I returned to Scotland. Did I feel different? No, not really. Was I pregnant? Well, it turned out I was. I can't remember now if I used one of those pregnancy testing kits, but it was confirmed by the University Campus Medical Centre. And so, that was that. I was going to have a baby. I could tick it off my 'to do' list. Is that how I was going to look at childbirth, another task to get on with. How clinical!

Simon and I always arranged at the start of the week when we were going to call each other. I had to queue at one of the University telephones and could sometimes wait what seemed like an eternity. I rang the day I found out and he was pleased. I didn't get the impression during the long distance call that he was doing cartwheels around the bedsit. I don't actually think it would be possible. In what way do women want their partner to react?

We launched into a conversation about the future and how having a baby wasn't going to change anything. I was going to continue my studies but would transfer to the University of Northumbria and Simon, who was 'looking for work' would stay at home and look after our baby. Easy! Oh, how wrong I was! At 27 years old, I was naive.

It was too early to tell friends and family that I was pregnant but we were looking forward to sharing our secret. It didn't really cross my mind how they would react. Did it really bother me?

I went back to my room in the student flat I shared with 5 other 'mature' students. There was studying to be done.

I'm reading this back and one may think that I am quite an unemotional person. I wouldn't say that, I just hide emotions well and have always been the listener, not the talker.

I told you this would be theraputic!

Tuesday 15 June 2010

HAVING A BABY - PLANNED OR UNPLANNED?

Wow, my first ever blog...

I'd like to tell you a story about my maternity journey from deciding to have a baby to the present day. Not all of the story will be shared today, so stay tuned and enjoy the first part of a very honest account of how it was for me and the people around me. It feels very theraputic writing this as it wasn't all plain sailing!

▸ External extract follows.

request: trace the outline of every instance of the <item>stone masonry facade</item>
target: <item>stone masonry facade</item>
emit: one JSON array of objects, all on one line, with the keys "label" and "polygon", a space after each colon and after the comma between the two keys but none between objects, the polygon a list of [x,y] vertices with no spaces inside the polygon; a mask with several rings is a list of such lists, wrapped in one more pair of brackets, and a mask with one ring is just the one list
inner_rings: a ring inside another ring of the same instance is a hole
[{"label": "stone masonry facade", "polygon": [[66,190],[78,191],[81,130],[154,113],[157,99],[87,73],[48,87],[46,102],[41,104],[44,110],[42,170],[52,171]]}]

I'm convincing myself that our decision to have a baby was planned (in a fashion!). I was 27 and in my 1st year at Stirling University doing a BA(Hons) in Human Resources Management. The baby conversation (not the baby making!) started whilst sitting on a bus to St. Andrews with Simon (the father!). He turned to me and said, 'Why don't we have a baby'? That was it really!

So, was that planned, or did I just have the inability to say 'no'? Were we having a child to stay together? Were we having a child as a celebration of our love for each other?

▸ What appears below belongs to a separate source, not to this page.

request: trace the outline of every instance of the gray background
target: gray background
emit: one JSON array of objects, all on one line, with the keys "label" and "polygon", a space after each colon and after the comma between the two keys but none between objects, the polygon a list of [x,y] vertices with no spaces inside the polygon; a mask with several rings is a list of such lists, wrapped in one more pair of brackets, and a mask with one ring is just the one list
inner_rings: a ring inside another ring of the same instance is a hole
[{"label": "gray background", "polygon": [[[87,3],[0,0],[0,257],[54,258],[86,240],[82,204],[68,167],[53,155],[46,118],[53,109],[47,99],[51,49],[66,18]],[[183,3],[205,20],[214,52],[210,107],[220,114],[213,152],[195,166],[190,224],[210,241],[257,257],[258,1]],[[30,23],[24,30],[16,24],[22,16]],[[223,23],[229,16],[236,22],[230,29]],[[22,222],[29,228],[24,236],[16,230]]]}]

Or, were we just plain mad? Simon lived in Newcastle upon Tyne, I had quite happily packed my meagre belongings and moved to mature student digs' in Stirling. But, we had been together for 8 years, so it seemed like a good idea. I don't think we thought the whole baby thing through really, do you?

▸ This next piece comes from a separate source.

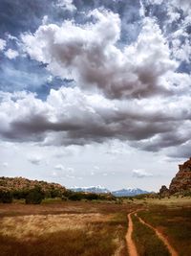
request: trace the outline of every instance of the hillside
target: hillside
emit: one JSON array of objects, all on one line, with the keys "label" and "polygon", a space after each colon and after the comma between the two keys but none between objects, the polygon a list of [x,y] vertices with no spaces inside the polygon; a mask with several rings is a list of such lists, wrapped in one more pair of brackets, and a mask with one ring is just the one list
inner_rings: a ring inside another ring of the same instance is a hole
[{"label": "hillside", "polygon": [[191,158],[179,165],[179,172],[171,180],[169,189],[162,185],[159,190],[160,196],[166,197],[174,194],[191,194]]},{"label": "hillside", "polygon": [[41,190],[47,194],[53,191],[59,191],[64,193],[66,188],[57,183],[49,183],[43,180],[31,180],[24,177],[0,177],[1,191],[25,191],[35,187],[40,187]]},{"label": "hillside", "polygon": [[179,165],[179,172],[170,183],[170,194],[191,191],[191,158],[182,165]]}]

I'm not going to beat myself up about it (despite what people said at the time). I have absolutely no regrets. I have a beautiful 12 year old daughter to prove that. But, I often think back to the conversation on the bus and the events that have passed. We didn't really think through the practicalities. We were in the 'nothing will change' mindest. I'm a practical person and perhaps it was another item on my 'to do' list...have a baby!